Indic-voice-pipeline whisper-transcribe

install
source · Clone the upstream repo
git clone https://github.com/humancto/indic-voice-pipeline
Claude Code · Install into ~/.claude/skills/
T=$(mktemp -d) && git clone --depth=1 https://github.com/humancto/indic-voice-pipeline "$T" && mkdir -p ~/.claude/skills && cp -r "$T/skills/whisper-transcribe" ~/.claude/skills/humancto-indic-voice-pipeline-whisper-transcribe && rm -rf "$T"
manifest: skills/whisper-transcribe/SKILL.md
source content

Whisper Transcribe

Transcribe and translate audio/video files locally using OpenAI Whisper. Supports 99 languages, runs entirely on your machine.

Prerequisites

Run once to install dependencies:

pip install openai-whisper --quiet
pip install transformers accelerate --quiet  # For HuggingFace fine-tuned models

ffmpeg is required for audio processing:

brew install ffmpeg  # macOS

Step-by-Step Workflow

For ANY transcription/translation request, follow these steps:

Step 1: Check dependencies

/usr/local/opt/python@3.11/bin/python3.11 ~/.claude/skills/whisper-transcribe/scripts/check_deps.py

Step 2: Determine intent and run the appropriate command

User wants to transcribe audio/video to text:

/usr/local/opt/python@3.11/bin/python3.11 ~/.claude/skills/whisper-transcribe/scripts/whisper_transcribe.py transcribe "<FILE_PATH>" --output-dir ~/Downloads

User wants to translate audio/video to English:

/usr/local/opt/python@3.11/bin/python3.11 ~/.claude/skills/whisper-transcribe/scripts/whisper_transcribe.py translate "<FILE_PATH>" --output-dir ~/Downloads

User wants to detect the language:

/usr/local/opt/python@3.11/bin/python3.11 ~/.claude/skills/whisper-transcribe/scripts/whisper_transcribe.py detect "<FILE_PATH>"

User wants file info without transcribing:

/usr/local/opt/python@3.11/bin/python3.11 ~/.claude/skills/whisper-transcribe/scripts/whisper_transcribe.py info "<FILE_PATH>"

Step 3: Report results

Tell the user:

  • Detected language and confidence
  • The full transcription text
  • Where output files were saved (text, SRT subtitles, JSON)
  • Processing time
  • If translated: both original language and English translation

All Commands

# Transcribe audio/video (auto-detects language, saves .txt + .srt + .json)
/usr/local/opt/python@3.11/bin/python3.11 ~/.claude/skills/whisper-transcribe/scripts/whisper_transcribe.py transcribe "<FILE>" --output-dir ~/Downloads

# Transcribe with a specific source language (faster, skips detection)
/usr/local/opt/python@3.11/bin/python3.11 ~/.claude/skills/whisper-transcribe/scripts/whisper_transcribe.py transcribe "<FILE>" --language te

# Transcribe with a larger model for better accuracy
/usr/local/opt/python@3.11/bin/python3.11 ~/.claude/skills/whisper-transcribe/scripts/whisper_transcribe.py transcribe "<FILE>" --model medium

# Transcribe with a specific HuggingFace fine-tuned model
/usr/local/opt/python@3.11/bin/python3.11 ~/.claude/skills/whisper-transcribe/scripts/whisper_transcribe.py transcribe "<FILE>" --hf-model "vasista22/whisper-telugu-large-v2"

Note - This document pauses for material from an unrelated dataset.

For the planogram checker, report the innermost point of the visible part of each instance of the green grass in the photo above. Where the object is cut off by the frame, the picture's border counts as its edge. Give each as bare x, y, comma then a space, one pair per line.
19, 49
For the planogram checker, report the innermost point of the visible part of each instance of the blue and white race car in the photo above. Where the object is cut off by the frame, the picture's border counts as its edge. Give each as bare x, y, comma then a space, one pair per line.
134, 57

# Translate any language to English
/usr/local/opt/python@3.11/bin/python3.11 ~/.claude/skills/whisper-transcribe/scripts/whisper_transcribe.py translate "<FILE>" --output-dir ~/Downloads

# Translate with known source language
/usr/local/opt/python@3.11/bin/python3.11 ~/.claude/skills/whisper-transcribe/scripts/whisper_transcribe.py translate "<FILE>" --language te

# Detect language of audio
/usr/local/opt/python@3.11/bin/python3.11 ~/.claude/skills/whisper-transcribe/scripts/whisper_transcribe.py detect "<FILE>"

# Show audio file metadata
/usr/local/opt/python@3.11/bin/python3.11 ~/.claude/skills/whisper-transcribe/scripts/whisper_transcribe.py info "<FILE>"

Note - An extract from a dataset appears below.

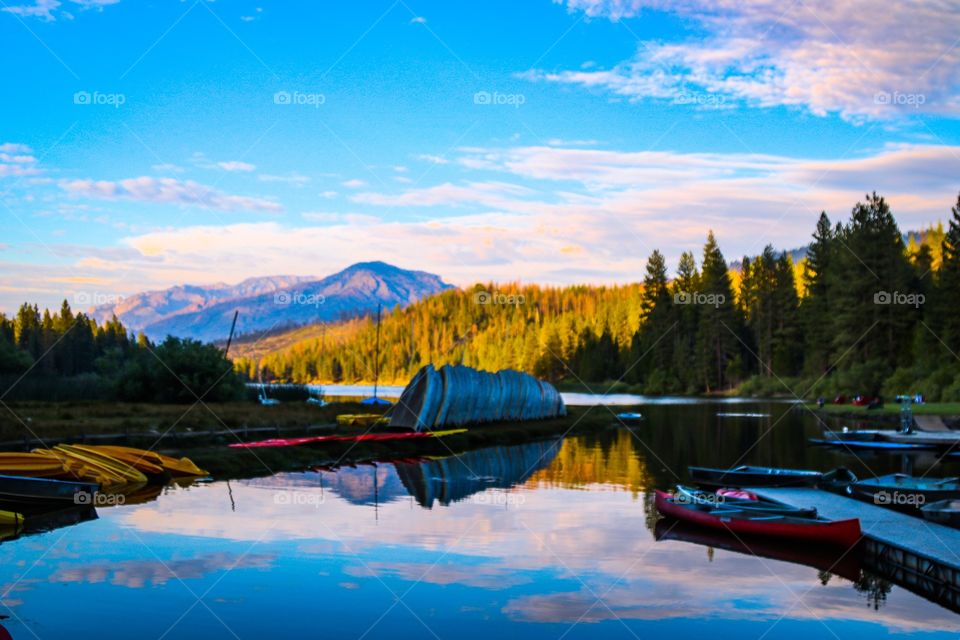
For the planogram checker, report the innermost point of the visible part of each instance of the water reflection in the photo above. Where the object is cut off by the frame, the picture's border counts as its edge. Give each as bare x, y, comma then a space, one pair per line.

Indian Language Fine-Tuned Models

The skill supports 12 Indian languages with fine-tuned Whisper models from two sources:

  • vasista22 (IIT Madras Speech Lab) — HuggingFace hosted, plug-and-play
  • AI4Bharat IndicWhisper — Downloaded as ZIP, cached locally at
    ~/.cache/indicwhisper/

Auto-routing: Just pass

--language <code>
— the best model is selected automatically:

/usr/local/opt/python@3.11/bin/python3.11 ~/.claude/skills/whisper-transcribe/scripts/whisper_transcribe.py transcribe "<FILE>" --language te

Manual override: Use

--hf-model
to specify any HuggingFace Whisper model:

/usr/local/opt/python@3.11/bin/python3.11 ~/.claude/skills/whisper-transcribe/scripts/whisper_transcribe.py transcribe "<FILE>" --hf-model "vasista22/whisper-telugu-large-v2"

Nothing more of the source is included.